At the beginning of October, my financial planner and I had a phone call with a consultant named Jason from Student Loan Planner. I’ve listened to the SLP podcast on and off for a few years and suspected that my husband and I could be on a better plan for our student loans, so I made the $599 consultation appointment.
We got great news and a great plan—as long as a future president doesn’t cancel or change some of the current plans, which definitely could happen but should take a while even if elected.
The great news is a lower payment (about $550 instead of $750) for a shorter period of time (7 years instead of 18 years) before forgiveness. The plan was to consolidate our loans, change to the SAVE plan and wait for the one-time adjustment where the Department of Education does its magic and puts all our payments together so that we only have 25 years of repayment total instead of 25 years repayment since finishing school.
As soon as I went through the process to consolidate the loans, we were put on administrative forbearance. That means we don’t pay anything (yes $0) while the Dept of Ed is doing the work of consolidating. Our loans were consolidated in about 2 weeks and our forbearance lasted about 3 months. I did not complain.
When we got notice of what our payment would be, it went up! Jason from the Student Loan Planner told us the payment would go down to about $550 and It went up to about $2K. I know Jason isn’t the Dept of Ed—he’s simply a consultant, but I trust him and I want his information to be true (😊) so I looked into things.

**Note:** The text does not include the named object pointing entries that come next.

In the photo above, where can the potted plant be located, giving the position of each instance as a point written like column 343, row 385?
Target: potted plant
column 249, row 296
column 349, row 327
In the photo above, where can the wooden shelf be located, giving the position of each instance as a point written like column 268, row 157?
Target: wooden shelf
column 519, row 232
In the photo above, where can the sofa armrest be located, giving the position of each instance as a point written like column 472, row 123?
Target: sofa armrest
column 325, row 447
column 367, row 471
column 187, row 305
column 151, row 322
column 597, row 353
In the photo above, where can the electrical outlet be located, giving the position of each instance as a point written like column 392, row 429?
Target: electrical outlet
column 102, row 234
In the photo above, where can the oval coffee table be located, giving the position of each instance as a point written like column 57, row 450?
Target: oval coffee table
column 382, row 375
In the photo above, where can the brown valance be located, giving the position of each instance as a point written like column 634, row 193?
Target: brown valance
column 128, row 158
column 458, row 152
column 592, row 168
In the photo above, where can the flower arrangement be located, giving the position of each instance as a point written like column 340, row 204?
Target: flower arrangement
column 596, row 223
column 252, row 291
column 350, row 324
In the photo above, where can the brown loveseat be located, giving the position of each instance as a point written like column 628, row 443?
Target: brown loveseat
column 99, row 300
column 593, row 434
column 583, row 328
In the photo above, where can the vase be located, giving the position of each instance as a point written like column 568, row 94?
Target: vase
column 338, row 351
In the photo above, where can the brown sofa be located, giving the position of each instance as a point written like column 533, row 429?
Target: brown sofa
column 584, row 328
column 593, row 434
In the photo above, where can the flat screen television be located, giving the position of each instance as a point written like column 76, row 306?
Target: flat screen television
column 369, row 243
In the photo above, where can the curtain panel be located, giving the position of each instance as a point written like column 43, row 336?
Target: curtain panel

Well, our consolidation went through, but we were told by our student loan servicer Aidvantage that our application for the SAVE plan would be processed in 2024. I was hopeful that the application would go through before our February payment is due, but that seems unlikely. In fact, the application can be processed anytime in 2024, so we may have to pay $2K a month until the end of the year. That’s $22,000, which really negates the planning we did in the first place. (With our original payment, we would have paid $8,250 over 2024).
I don’t know how this part works, but our consolidation tripled our payment. Now, we had to do a consolidation before we applied for the SAVE plan, and we’ve done everything we can do for now. It’s up to the Dept of Ed to process the application. I don’t believe the government wanted to make paying student loans harder, but I am also not sure Aidvantage, the loan servicer, wants to wait any more for payment.
My goal is to get back onto administrative forbearance until the Dept of Ed is able to do its part of the process.
If we could start paying the $550 a month now, that’d be great, but that is not how things work. I wouldn’t trust Aidvantage to put the money towards the correct loans, we’d probably be in default since we wouldn’t have paid the full $2, and trying to get a full refund after the fact isn’t easy.
I’ve communicated a bit with our loan servicer Aidvantage, and so far I have had no luck resolving the issue. I’m going to try one more email to Aidvantage, then a phone call, and if that doesn’t work, I’ll send a letter to the Dept of Ed. I cannot find a phone number and Aidvantage would not/could not give me a phone number for the Dept of Ed.
Working on this post, I notice I didn’t write anything about what seems to be a fair payment or what is “right” or “wrong” about the situation. I have lots of thoughts about all that too as do many people who do and do not have student loans; it seems to be that morality is a non-issue in terms of how this all works. It’s about rules and laws and loopholes and for me for now, it’s about doing what we can to pay the least possible so we can use our funds for more joyous purposes.